By: Eliza Bennet
Crypto exchange BingX has confirmed a 'minor asset loss' after detecting suspicious outflows from one of its hot wallets early on the morning of September 20. While the exact amount of stolen assets is still being evaluated by BingX's Chief Product Officer Vivien Lin, blockchain security firm Cyvers estimates the breach caused over $52 million in losses. The affected assets spanned across several blockchain networks, including Ethereum, Binance Smart Chain, Base, Optimism, Polygon, Arbitrum, and Avalanche.
According to Cyvers' Senior Security Operations Lead Hakan Unal, the attacker's rapid asset-swapping moves suggest similarities to North Korea-backed malicious actors. 'This hacker’s behavior—using multiple wallets to swap altcoins into ETH and BNB before consolidating—is consistent with the tactics we’ve seen in past Lazarus operations,' Unal said.
In response to the breach, BingX temporarily halted withdrawals to conduct an 'emergency inspection' and bolster its wallet security. Lin reassured users via social media that withdrawals would resume within 24 hours and emphasized the exchange's layered management system, which keeps the majority of assets in cold wallets, with only a small portion in hot wallets for daily transactions.

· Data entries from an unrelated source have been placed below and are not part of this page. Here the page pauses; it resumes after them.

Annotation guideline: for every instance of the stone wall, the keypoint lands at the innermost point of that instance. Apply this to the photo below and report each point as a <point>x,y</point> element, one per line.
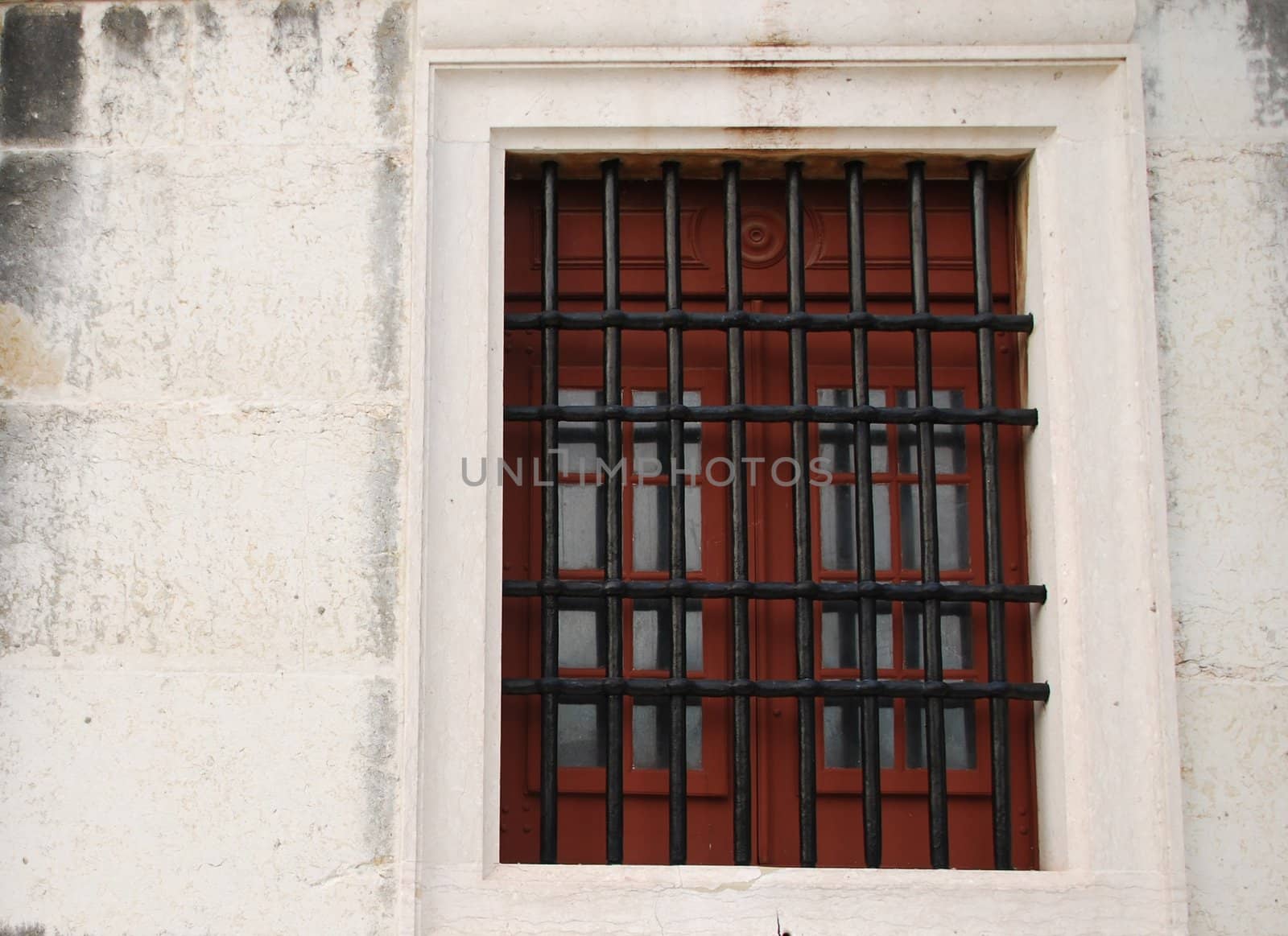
<point>204,302</point>
<point>204,216</point>
<point>1216,77</point>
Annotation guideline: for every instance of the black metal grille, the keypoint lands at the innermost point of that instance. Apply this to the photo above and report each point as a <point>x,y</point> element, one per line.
<point>804,590</point>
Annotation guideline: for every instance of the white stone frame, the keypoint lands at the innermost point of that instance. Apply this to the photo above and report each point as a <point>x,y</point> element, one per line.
<point>1108,775</point>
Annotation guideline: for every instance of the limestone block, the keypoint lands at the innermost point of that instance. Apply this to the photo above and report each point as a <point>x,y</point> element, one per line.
<point>236,537</point>
<point>196,802</point>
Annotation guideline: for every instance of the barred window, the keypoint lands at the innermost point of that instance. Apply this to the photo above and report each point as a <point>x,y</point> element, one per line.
<point>766,594</point>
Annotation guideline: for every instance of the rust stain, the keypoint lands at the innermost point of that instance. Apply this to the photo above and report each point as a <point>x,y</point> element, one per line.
<point>26,361</point>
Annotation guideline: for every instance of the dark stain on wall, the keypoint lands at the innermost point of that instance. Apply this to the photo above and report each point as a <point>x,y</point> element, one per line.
<point>40,73</point>
<point>36,193</point>
<point>1265,32</point>
<point>126,27</point>
<point>210,22</point>
<point>296,40</point>
<point>390,67</point>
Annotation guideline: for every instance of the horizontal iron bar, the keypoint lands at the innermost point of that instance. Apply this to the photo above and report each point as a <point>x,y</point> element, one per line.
<point>683,588</point>
<point>799,412</point>
<point>760,321</point>
<point>637,687</point>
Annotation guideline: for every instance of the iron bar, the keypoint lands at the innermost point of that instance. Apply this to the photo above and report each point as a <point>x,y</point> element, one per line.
<point>738,522</point>
<point>678,759</point>
<point>836,592</point>
<point>804,608</point>
<point>998,716</point>
<point>613,798</point>
<point>646,687</point>
<point>762,321</point>
<point>863,523</point>
<point>551,515</point>
<point>947,416</point>
<point>933,644</point>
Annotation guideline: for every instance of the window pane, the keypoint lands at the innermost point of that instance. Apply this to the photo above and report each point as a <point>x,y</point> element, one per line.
<point>950,440</point>
<point>581,633</point>
<point>580,443</point>
<point>955,626</point>
<point>650,438</point>
<point>836,439</point>
<point>841,635</point>
<point>837,542</point>
<point>652,527</point>
<point>583,736</point>
<point>952,506</point>
<point>650,734</point>
<point>650,635</point>
<point>581,527</point>
<point>959,734</point>
<point>843,733</point>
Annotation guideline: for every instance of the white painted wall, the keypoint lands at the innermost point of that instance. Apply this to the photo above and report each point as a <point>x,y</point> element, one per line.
<point>203,407</point>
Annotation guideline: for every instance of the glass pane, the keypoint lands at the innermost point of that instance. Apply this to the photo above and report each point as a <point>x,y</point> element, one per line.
<point>841,635</point>
<point>650,438</point>
<point>581,633</point>
<point>836,439</point>
<point>950,440</point>
<point>580,443</point>
<point>581,527</point>
<point>650,635</point>
<point>650,734</point>
<point>652,527</point>
<point>952,506</point>
<point>843,733</point>
<point>583,736</point>
<point>955,627</point>
<point>959,734</point>
<point>836,526</point>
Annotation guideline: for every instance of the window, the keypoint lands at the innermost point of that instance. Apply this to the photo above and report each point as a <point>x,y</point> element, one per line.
<point>753,689</point>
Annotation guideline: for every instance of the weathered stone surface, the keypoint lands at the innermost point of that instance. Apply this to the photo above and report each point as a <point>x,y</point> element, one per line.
<point>1215,71</point>
<point>171,274</point>
<point>235,537</point>
<point>299,70</point>
<point>147,802</point>
<point>1234,749</point>
<point>42,73</point>
<point>1221,277</point>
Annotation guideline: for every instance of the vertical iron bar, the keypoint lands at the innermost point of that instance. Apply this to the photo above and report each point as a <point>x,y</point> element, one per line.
<point>679,777</point>
<point>738,521</point>
<point>933,644</point>
<point>800,513</point>
<point>613,506</point>
<point>549,514</point>
<point>997,708</point>
<point>863,523</point>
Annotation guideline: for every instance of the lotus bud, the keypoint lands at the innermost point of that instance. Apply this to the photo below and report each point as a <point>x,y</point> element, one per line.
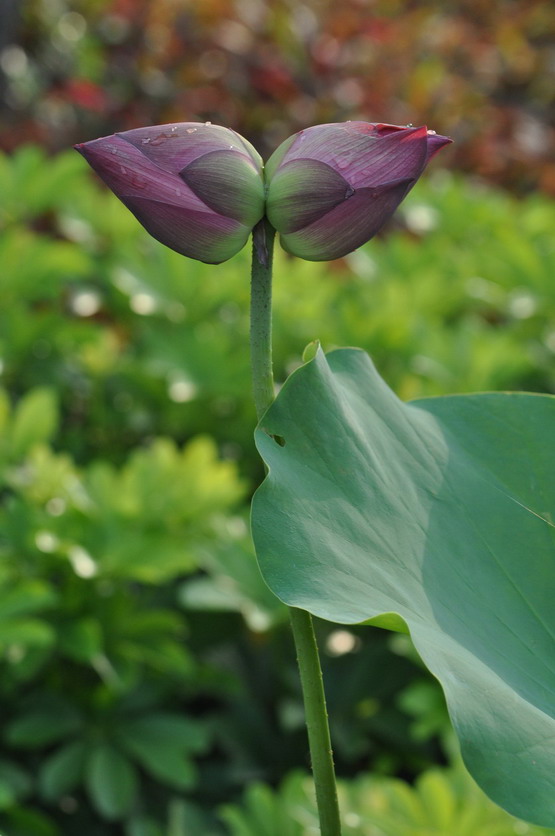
<point>330,188</point>
<point>197,188</point>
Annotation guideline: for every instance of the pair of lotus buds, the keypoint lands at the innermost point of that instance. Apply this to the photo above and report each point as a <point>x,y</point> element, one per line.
<point>201,188</point>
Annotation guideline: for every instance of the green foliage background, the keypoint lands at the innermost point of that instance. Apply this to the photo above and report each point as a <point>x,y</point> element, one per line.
<point>147,674</point>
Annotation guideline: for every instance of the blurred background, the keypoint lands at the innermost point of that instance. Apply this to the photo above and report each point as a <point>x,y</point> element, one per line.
<point>148,683</point>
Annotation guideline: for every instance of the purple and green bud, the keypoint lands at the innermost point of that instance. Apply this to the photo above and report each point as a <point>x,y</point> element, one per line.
<point>198,188</point>
<point>330,188</point>
<point>201,188</point>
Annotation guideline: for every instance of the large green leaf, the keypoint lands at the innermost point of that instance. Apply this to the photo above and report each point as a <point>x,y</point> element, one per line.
<point>440,512</point>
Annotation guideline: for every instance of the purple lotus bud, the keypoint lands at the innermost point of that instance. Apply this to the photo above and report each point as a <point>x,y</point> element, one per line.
<point>331,187</point>
<point>198,188</point>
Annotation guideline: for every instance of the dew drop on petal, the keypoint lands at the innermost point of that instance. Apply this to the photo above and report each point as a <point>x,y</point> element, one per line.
<point>159,139</point>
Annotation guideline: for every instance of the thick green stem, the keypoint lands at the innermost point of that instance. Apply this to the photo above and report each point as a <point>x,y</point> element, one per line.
<point>261,316</point>
<point>301,621</point>
<point>316,717</point>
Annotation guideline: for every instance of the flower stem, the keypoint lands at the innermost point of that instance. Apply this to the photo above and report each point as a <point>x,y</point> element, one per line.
<point>301,621</point>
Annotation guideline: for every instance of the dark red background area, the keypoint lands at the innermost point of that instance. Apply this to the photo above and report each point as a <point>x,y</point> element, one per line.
<point>482,72</point>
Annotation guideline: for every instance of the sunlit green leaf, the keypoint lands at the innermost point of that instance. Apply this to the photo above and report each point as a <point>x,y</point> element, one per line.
<point>440,511</point>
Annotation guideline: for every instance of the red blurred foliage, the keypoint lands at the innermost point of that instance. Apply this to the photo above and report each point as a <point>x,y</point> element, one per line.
<point>481,71</point>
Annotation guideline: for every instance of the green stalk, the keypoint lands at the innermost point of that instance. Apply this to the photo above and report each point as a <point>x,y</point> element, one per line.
<point>301,621</point>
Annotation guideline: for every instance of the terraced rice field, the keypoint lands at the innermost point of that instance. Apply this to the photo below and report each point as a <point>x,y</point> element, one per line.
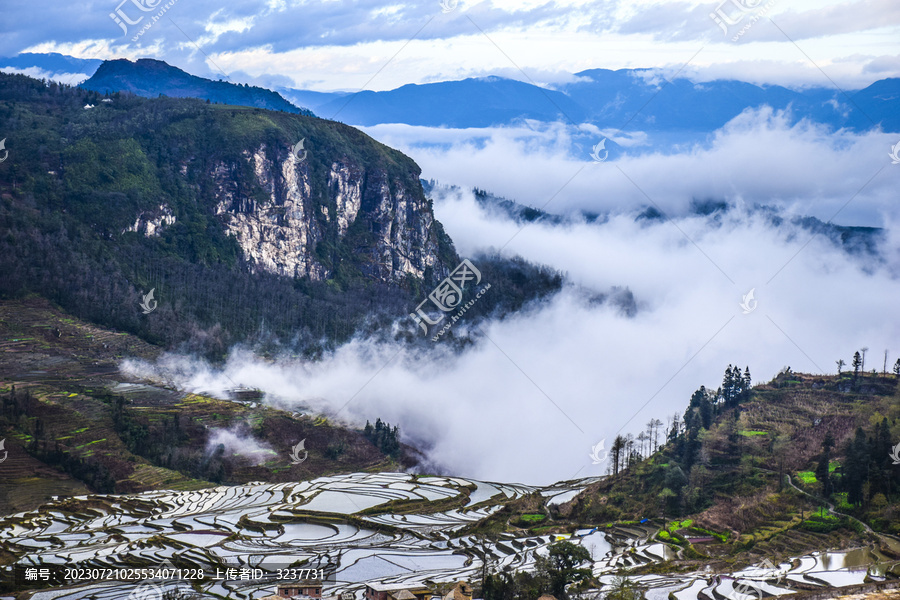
<point>338,521</point>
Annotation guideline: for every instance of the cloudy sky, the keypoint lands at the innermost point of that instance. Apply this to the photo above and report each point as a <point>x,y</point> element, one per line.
<point>350,45</point>
<point>538,390</point>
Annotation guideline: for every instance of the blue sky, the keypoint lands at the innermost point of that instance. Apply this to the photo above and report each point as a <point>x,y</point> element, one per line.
<point>330,45</point>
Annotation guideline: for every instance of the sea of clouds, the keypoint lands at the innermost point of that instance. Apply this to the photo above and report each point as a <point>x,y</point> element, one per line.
<point>530,398</point>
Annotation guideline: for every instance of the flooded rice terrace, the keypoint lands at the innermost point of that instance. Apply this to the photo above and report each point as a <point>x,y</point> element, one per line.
<point>327,523</point>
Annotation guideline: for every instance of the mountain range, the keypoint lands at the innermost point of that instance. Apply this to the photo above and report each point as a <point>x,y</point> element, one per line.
<point>626,99</point>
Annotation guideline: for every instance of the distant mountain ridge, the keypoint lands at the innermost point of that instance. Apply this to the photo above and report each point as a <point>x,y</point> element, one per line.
<point>152,78</point>
<point>626,98</point>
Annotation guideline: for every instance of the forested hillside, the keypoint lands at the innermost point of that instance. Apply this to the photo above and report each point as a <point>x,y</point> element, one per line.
<point>202,203</point>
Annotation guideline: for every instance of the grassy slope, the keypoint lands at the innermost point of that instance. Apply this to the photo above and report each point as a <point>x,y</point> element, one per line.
<point>68,367</point>
<point>743,504</point>
<point>747,505</point>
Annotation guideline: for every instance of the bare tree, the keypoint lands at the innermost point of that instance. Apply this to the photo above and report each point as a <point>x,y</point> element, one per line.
<point>656,425</point>
<point>641,437</point>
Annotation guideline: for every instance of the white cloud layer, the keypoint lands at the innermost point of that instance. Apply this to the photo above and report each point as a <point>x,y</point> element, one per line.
<point>529,400</point>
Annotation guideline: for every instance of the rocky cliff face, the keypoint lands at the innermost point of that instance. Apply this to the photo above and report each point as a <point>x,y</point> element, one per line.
<point>287,222</point>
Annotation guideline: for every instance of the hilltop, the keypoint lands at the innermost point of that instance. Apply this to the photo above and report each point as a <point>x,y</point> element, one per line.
<point>255,226</point>
<point>152,78</point>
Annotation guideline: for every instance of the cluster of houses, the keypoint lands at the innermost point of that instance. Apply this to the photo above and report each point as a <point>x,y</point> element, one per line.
<point>312,590</point>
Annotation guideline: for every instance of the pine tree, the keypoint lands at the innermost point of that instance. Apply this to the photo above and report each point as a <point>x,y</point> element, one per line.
<point>823,473</point>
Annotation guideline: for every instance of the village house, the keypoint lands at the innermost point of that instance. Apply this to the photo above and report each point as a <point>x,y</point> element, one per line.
<point>397,591</point>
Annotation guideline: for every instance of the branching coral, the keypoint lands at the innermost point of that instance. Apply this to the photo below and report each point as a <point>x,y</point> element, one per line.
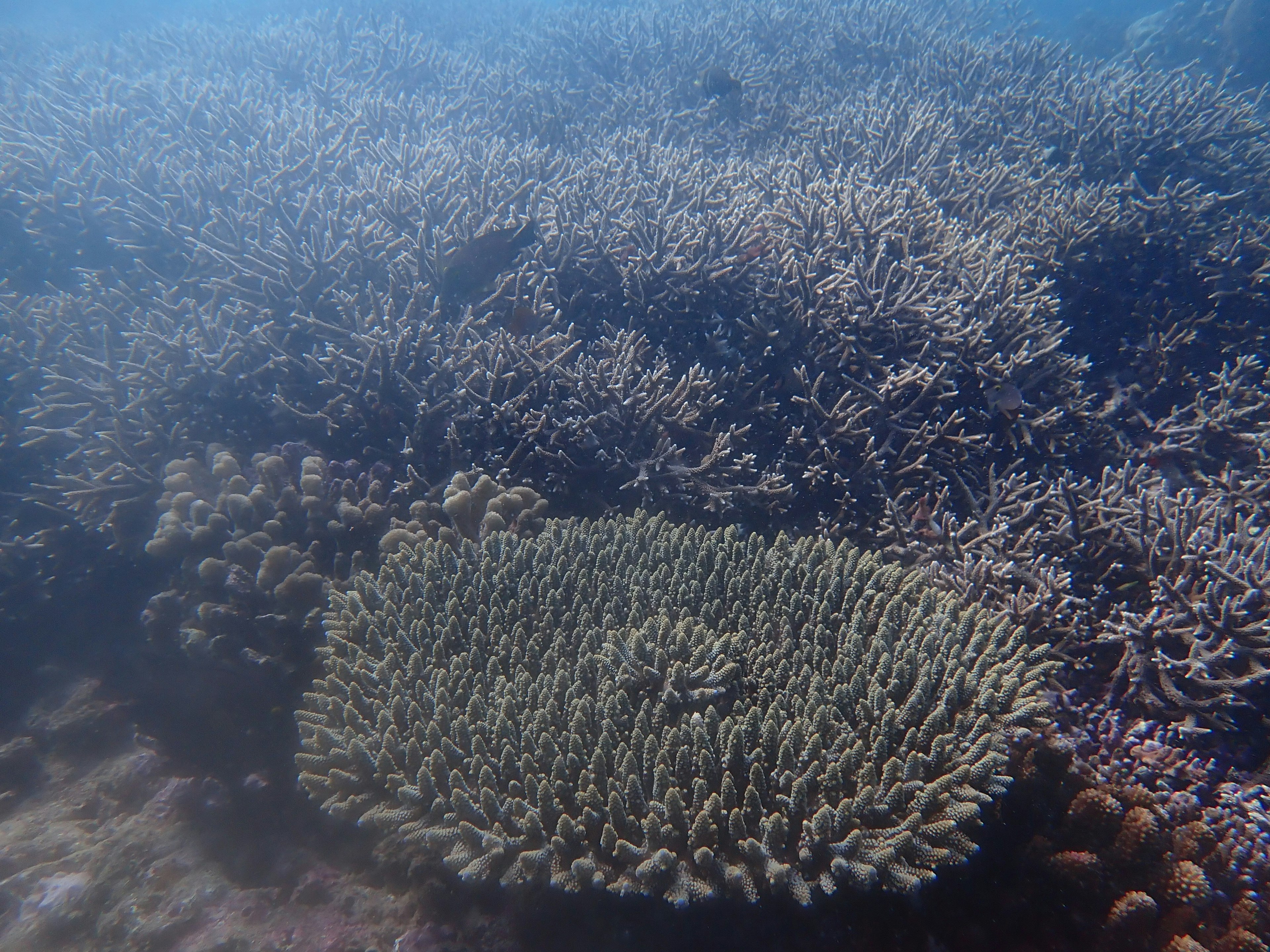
<point>653,709</point>
<point>258,547</point>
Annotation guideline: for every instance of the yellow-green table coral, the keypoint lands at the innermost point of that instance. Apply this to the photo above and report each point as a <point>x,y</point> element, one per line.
<point>661,710</point>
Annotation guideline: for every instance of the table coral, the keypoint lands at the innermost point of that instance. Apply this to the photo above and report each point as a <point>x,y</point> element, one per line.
<point>653,709</point>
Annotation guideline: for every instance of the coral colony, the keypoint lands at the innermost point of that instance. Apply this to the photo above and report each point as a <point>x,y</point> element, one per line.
<point>663,457</point>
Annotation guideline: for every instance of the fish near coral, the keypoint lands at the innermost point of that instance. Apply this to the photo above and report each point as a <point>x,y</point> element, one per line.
<point>477,264</point>
<point>1005,399</point>
<point>717,82</point>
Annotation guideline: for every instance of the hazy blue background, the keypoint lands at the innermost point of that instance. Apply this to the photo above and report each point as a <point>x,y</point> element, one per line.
<point>1095,24</point>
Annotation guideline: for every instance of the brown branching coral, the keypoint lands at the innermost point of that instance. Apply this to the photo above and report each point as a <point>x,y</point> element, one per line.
<point>1199,645</point>
<point>256,562</point>
<point>642,707</point>
<point>1152,873</point>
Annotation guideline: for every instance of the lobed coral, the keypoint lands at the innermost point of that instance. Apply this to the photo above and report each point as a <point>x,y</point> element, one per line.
<point>658,710</point>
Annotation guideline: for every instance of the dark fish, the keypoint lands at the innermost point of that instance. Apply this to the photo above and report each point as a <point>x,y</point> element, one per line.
<point>1006,399</point>
<point>474,267</point>
<point>717,82</point>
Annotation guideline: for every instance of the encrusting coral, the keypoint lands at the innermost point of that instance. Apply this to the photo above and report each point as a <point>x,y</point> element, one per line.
<point>661,710</point>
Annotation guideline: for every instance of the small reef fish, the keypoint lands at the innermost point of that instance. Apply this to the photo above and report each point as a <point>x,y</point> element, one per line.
<point>717,82</point>
<point>1006,399</point>
<point>477,264</point>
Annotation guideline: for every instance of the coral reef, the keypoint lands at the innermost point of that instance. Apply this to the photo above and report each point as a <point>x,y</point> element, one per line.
<point>879,276</point>
<point>257,549</point>
<point>650,709</point>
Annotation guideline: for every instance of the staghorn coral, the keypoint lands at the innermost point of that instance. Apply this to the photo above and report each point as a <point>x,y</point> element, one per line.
<point>659,710</point>
<point>256,556</point>
<point>797,323</point>
<point>1199,647</point>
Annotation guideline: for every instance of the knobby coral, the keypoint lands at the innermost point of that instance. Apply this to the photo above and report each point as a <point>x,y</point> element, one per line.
<point>661,710</point>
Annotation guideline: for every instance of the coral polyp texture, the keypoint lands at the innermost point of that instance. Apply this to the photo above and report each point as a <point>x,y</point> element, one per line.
<point>653,709</point>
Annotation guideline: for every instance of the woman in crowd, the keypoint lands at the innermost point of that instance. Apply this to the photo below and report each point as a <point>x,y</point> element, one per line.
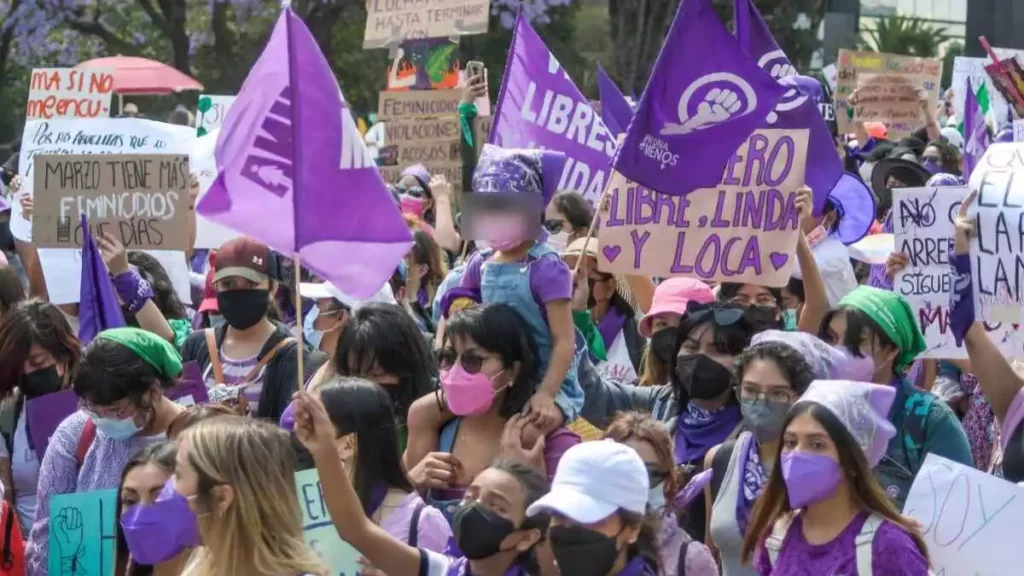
<point>491,527</point>
<point>252,357</point>
<point>382,344</point>
<point>600,524</point>
<point>822,511</point>
<point>238,477</point>
<point>662,323</point>
<point>120,383</point>
<point>679,553</point>
<point>368,444</point>
<point>156,531</point>
<point>881,326</point>
<point>488,374</point>
<point>771,374</point>
<point>39,355</point>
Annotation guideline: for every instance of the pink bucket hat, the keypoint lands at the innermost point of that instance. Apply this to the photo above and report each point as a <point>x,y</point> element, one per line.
<point>672,296</point>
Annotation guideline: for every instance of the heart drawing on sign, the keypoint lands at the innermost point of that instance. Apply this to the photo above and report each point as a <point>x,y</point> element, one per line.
<point>778,259</point>
<point>611,252</point>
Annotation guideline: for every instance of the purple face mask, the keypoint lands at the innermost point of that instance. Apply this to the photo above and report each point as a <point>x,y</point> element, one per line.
<point>158,532</point>
<point>809,478</point>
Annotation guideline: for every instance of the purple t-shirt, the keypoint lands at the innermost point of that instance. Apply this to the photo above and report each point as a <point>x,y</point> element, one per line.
<point>550,279</point>
<point>893,552</point>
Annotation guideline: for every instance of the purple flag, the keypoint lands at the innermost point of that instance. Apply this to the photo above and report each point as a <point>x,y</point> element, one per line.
<point>704,99</point>
<point>539,107</point>
<point>800,107</point>
<point>975,132</point>
<point>99,306</point>
<point>294,171</point>
<point>615,112</point>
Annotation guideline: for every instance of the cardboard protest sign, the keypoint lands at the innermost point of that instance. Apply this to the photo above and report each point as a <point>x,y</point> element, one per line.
<point>62,268</point>
<point>317,529</point>
<point>417,104</point>
<point>212,111</point>
<point>743,231</point>
<point>83,534</point>
<point>142,200</point>
<point>390,22</point>
<point>997,249</point>
<point>70,92</point>
<point>923,224</point>
<point>887,89</point>
<point>970,519</point>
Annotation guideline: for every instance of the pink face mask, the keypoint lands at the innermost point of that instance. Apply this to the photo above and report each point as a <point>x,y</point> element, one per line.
<point>412,205</point>
<point>467,394</point>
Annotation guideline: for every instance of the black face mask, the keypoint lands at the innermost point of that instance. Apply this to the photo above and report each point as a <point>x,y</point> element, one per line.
<point>479,532</point>
<point>243,309</point>
<point>41,382</point>
<point>581,551</point>
<point>664,344</point>
<point>701,377</point>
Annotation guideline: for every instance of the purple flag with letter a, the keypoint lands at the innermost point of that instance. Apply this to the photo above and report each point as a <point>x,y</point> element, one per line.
<point>294,171</point>
<point>539,107</point>
<point>704,99</point>
<point>799,107</point>
<point>99,307</point>
<point>615,111</point>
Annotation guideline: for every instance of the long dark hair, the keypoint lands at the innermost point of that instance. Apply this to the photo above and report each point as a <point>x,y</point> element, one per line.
<point>385,335</point>
<point>162,455</point>
<point>34,322</point>
<point>360,407</point>
<point>500,329</point>
<point>774,502</point>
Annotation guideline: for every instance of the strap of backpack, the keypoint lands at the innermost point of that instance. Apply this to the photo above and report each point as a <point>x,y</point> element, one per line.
<point>85,442</point>
<point>414,525</point>
<point>864,540</point>
<point>774,541</point>
<point>211,346</point>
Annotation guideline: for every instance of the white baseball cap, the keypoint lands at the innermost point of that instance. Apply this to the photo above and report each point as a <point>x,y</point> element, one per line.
<point>324,290</point>
<point>595,480</point>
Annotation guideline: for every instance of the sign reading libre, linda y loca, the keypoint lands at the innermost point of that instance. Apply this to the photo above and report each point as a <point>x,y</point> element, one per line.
<point>743,231</point>
<point>140,199</point>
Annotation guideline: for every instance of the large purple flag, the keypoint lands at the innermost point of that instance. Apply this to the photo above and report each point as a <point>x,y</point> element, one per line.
<point>539,107</point>
<point>799,107</point>
<point>704,99</point>
<point>615,111</point>
<point>99,307</point>
<point>294,171</point>
<point>975,132</point>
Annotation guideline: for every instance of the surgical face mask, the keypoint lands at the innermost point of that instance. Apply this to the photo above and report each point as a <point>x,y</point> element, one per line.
<point>790,320</point>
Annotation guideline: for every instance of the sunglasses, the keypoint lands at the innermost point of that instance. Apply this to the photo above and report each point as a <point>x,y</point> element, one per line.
<point>470,362</point>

Lin further assured users that BingX would fully compensate for any losses using the exchange's capital while stressing that user assets remained secure. This incident underscores a worrying trend of hackers targeting centralized exchanges. Reports from blockchain security firm Chainalysis indicate a resurgence in attacks on centralized exchanges this year, with North Korea-linked actors allegedly responsible for over $3 billion in digital asset thefts over the past seven years.
Previous high-profile incidents include a $305 million hack on Japan's DMM Bitcoin platform and a $235 million breach of India's WazirX exchange, both occurring earlier this year. Indonesia's Indodax exchange also suffered $20 million in losses following a recent attack, further highlighting the escalating security threats faced by centralized exchanges globally.
In another alarming incident, hackers hijacked the Indian Supreme Court's YouTube channel to broadcast ads promoting XRP, the seventh-largest cryptocurrency. This incident marks a new tactic by cybercriminals to exploit major platforms and promote cryptocurrency scams, further emphasizing the need for robust security measures across all digital platforms.